Cancer treatments are now designed to uniformly treat the """"""""average"""""""" patient. The """"""""safe"""""""" dose is dictated by the most sensitive 5-15% of the patient population. However, this population-based approach is also accompanied by low expectations of tumor control. Similarly, radiation treatments have been designed to treat the tumor uniformly, although we know from biological and clinical studies that tumors have a heterogeneous response to treatment. We hypothesize that a treatment design that Integrates pretreatment patient factors with an adaptation strategy that uses the first part of treatment to assess tumor and normal tissue sensitivity will permit us to optimize therapy for the individual patient rather than giving a population-averaged treatment that is likely to be less effective.
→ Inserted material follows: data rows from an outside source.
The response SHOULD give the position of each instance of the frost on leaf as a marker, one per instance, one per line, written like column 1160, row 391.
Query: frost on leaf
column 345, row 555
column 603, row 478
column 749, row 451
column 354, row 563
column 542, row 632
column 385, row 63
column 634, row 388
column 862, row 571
Thi proposal comprises 4 scientific Projects and 4 shared resource Cores within an integrated plan of action: Project 1 and 2 will focus on tumors within the liver and lung. These two sites were chosen for clinical demonstration as their current control rates are low and, as the volume of the harboring normal tissue organ irradiated is the critical factor in toxicity, they offer a great opportunity for adaptation. We will use physiological imaging and other methods to individualize dose redistribution in normal tissues to lower toxicity while also heterogeneously irradiating resistant tumor sub-volumes to improve outcome. Project 3 will establish the spatial and temporal precision of imaging-based methods for both tumor targeting and normal tissue response. Project 4 will develop, investigate, and improve decision support tools to take advantage of predictive models for adaptive therapy patient management. Core A provides administrative and statistical support, Core B will support the clinical therapy planning and delivery, Core C will provide analysis of all Imaging data and Core D will handle software design. We feel that we are developing a new paradigm for radiation therapy and recognize only a few other programs in the world with our ability to develop a system that combines biological assays of toxicity, imaging, planning, delivery, and clinical leadership to safely adapt therapy based on each individual's characteristics and response to therapy.

Public Health Relevance

Radiation therapy can cure patients with localized cancer, but a major limitation is that our treatments are based on the average patient. This program project will establish a framework for optimizing therapy based on the responses of individual patients. The methods developed and tested here will contribute to changing the paradigm within which cancer therapy is practiced, thus improving the efficacy and the safety of radiation therapy for al patients.

National Institute of Health (NIH)
National Cancer Institute (NCI)
Research Program Projects (P01)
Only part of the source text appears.